Chris from Go is now answering questions and similar on forexfactory.
Apparently we aren't worth their time but FF is (gee, I wonder if the fact that Go is apparently now a FF "preferred broker" has anything to do with it?)
yep the gap...and incorrect candle colors...same period seems OK on oanda though...
Any chance someone can help me out with a rather annoying issue I had today. I trade equities long term and decided to open a mini fx account just to test the waters with GM. Today I've placed a buy stop for an order on the A/U @ 0.83851 with a 20pip stop loss and left for work only to find the current quote striking R2 @ 0.85210 and my order not executed.
Did the market just move too fast and bounce my order and if so does this happen often? Or is this the price I pay for trading a mini acc?
Who needs 136 pips anyways.
...... It can be a pain when you put a 20 pips stop loss and MT4 reads it as 20 pippettes, so only a 2 pips stop loss, I know this one from experience, a couple of times
My comments on Go Markets may already have been made somewhere in the past 65 pages, in which case I apologize.
It has taken me quite a few years to realize the truth of the first rule of investing (not that I put forex in that light!), namely protect your capital (or at least as much as you can).
This should include wading through the 100 or so pages of fine print information that all Australian licensees need to provide to people they intend taking money from. If you don't like the rules, you don't invest.
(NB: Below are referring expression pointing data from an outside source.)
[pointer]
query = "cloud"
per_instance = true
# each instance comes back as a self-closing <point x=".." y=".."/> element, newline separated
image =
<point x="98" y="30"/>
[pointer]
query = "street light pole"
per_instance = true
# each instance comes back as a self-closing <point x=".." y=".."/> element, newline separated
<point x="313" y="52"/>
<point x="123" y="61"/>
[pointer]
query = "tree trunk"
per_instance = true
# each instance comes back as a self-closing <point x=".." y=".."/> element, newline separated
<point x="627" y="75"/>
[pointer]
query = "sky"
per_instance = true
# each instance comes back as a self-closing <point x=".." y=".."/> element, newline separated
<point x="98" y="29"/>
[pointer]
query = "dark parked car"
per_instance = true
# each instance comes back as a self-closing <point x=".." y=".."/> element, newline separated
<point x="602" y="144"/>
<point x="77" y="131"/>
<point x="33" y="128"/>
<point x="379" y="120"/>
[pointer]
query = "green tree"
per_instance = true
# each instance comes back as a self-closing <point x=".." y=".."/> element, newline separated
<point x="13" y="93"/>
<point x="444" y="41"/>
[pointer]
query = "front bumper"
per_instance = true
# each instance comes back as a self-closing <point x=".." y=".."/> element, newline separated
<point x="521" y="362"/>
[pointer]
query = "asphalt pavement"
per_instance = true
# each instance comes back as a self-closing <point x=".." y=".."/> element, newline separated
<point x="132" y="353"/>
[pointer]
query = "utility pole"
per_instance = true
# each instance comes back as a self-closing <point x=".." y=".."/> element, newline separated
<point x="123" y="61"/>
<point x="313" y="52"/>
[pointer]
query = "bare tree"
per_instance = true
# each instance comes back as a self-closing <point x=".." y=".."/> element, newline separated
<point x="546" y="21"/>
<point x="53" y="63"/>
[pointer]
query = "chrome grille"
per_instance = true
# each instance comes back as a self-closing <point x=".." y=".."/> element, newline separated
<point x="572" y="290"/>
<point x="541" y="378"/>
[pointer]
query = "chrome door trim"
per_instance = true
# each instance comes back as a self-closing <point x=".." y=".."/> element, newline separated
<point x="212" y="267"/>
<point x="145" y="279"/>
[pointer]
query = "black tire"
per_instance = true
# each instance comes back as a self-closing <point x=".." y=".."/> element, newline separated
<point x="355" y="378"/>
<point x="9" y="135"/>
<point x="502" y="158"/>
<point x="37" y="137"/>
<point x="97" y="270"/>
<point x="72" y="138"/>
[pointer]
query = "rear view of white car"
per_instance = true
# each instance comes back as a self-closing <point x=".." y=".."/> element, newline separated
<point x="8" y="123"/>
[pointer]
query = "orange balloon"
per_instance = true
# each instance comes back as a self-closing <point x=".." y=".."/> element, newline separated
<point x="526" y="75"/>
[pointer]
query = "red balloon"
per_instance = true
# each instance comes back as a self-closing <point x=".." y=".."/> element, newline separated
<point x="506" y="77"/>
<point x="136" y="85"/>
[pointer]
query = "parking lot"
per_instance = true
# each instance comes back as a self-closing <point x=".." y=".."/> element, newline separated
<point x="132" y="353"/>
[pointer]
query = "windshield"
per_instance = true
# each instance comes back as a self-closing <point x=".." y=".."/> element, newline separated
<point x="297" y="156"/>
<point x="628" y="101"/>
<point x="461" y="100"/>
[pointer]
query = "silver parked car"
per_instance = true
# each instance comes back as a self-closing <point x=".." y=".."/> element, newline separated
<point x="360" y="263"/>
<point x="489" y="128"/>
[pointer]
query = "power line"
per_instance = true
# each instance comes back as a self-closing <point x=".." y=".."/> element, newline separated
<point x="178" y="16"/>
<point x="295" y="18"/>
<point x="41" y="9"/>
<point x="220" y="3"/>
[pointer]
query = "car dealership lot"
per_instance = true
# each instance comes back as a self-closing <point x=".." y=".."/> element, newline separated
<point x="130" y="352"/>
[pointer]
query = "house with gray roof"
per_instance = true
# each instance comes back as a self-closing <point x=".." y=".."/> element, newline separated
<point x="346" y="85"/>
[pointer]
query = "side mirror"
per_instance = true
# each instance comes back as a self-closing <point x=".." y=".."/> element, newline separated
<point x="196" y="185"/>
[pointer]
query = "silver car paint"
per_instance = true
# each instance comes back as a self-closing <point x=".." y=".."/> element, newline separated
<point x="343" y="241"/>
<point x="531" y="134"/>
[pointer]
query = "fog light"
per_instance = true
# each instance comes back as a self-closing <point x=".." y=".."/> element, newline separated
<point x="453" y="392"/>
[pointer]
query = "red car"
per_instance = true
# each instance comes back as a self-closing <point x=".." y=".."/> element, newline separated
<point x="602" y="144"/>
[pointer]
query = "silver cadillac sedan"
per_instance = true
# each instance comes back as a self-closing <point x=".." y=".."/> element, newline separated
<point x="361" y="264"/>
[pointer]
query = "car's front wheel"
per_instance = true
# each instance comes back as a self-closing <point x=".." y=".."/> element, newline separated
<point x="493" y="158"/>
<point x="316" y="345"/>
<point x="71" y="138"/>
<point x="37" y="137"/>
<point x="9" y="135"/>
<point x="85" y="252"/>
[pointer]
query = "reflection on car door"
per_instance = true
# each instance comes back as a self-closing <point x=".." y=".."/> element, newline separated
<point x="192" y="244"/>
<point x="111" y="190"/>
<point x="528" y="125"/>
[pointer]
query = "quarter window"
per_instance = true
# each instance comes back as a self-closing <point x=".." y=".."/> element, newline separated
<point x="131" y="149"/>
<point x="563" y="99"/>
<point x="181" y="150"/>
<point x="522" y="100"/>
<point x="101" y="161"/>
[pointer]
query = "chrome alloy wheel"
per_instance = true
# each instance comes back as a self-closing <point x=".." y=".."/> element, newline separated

You also need to be satisfied with the organization itself, particularly its own financial position. I know all these companies are audited but I prefer to see reports with my own two eyes or, at the very least, to know that there is a very Big Brother in the background. Nearly every website includes a section called About Us. The more information the better.
How much can you learn about Go Markets from their website? Zilch, except they hold an Australian Financial Services License. On a scale of 1 to 10, I give that about a 3, and that is not a tongue-in-cheek comment. For non-Australians, try googling Opus Prime or Storm Financial (and those two are just for starters)! They had AFS licenses, yet collectively their clients have lost hundreds of $m.
Whenever any company, either in Australia or elsewhere, appears to lay primary emphasis on saying they have the relevant licenses I become cautious. I EXPECT them to have the correct licenses. I need that fact confirmed but I don't want it to appear to be the most important issue. I want to know about their financial strength, the director's background (without the BS), past companies they have run, insurances they carry etc. To the GM owners I say, lay more of your cards on the table. I will give you more respect for it.
For readers' information, I have spent the $15 or so to look at their most recent company extract on the ASIC database. (For those that live outside Australia, that's the Australian Securities & Investment Commission, the government regulator.) For what it is worth GM has two directors (age 44 & 36) and a paid-up capital of just over AUD$1m. (That is about USD$800,000, an amount somewhat short of the $20m required for a US Brokerage firm.)
Their last financial report was lodged on 15 March 2010, with the company shown as a "Small Proprietary Company that is controlled by a Foreign Company". That ultimate holding company is fully stated (in the official ASIC records) as Go Financial Group Private Limited, which holds all the shares. What seems strange to me is that a google search on this latter company (which effectively controls the forex assets of all GM customers) has not a single complete world-wide match. Nor could I find it on either the NZ or UK company registers, the countries where the two directors were born. Perhaps it is not strange at all, but you can see how some more open detail on their website (in the About Us section) could have avoided any surprise/query on my part.
It is most unlikely that I will become a GM customer anytime soon so I have not delved into the company as far as I would like. Someone, with more skin in the game, could pay to obtain the 36 page Financial Report lodged with ASIC on 15 March.
All forums are littered with comments from people who say they don't want to have their hard-earned capital lost by a Broker default (and I am certainly not suggesting that in the present case), yet I wonder how many have bothered to go past the information given to them on a few broker web pages before sending off their cheque. (That's check for many of you!)
Hopefully some more control for participants in the Australian market is not too far away. Just a few days ago, the ASIC Chairman spoke at a major conference dealing with the "impacts of proposed regulatory reforms on unregulated or ‘less-regulated’ market segments". Everyone transacting in the spot forex market and this includes the coy owners like GM should breathe easier if the rules become a bit more transparent.
Cheers
PS If anything above is unclear, pls blame my son.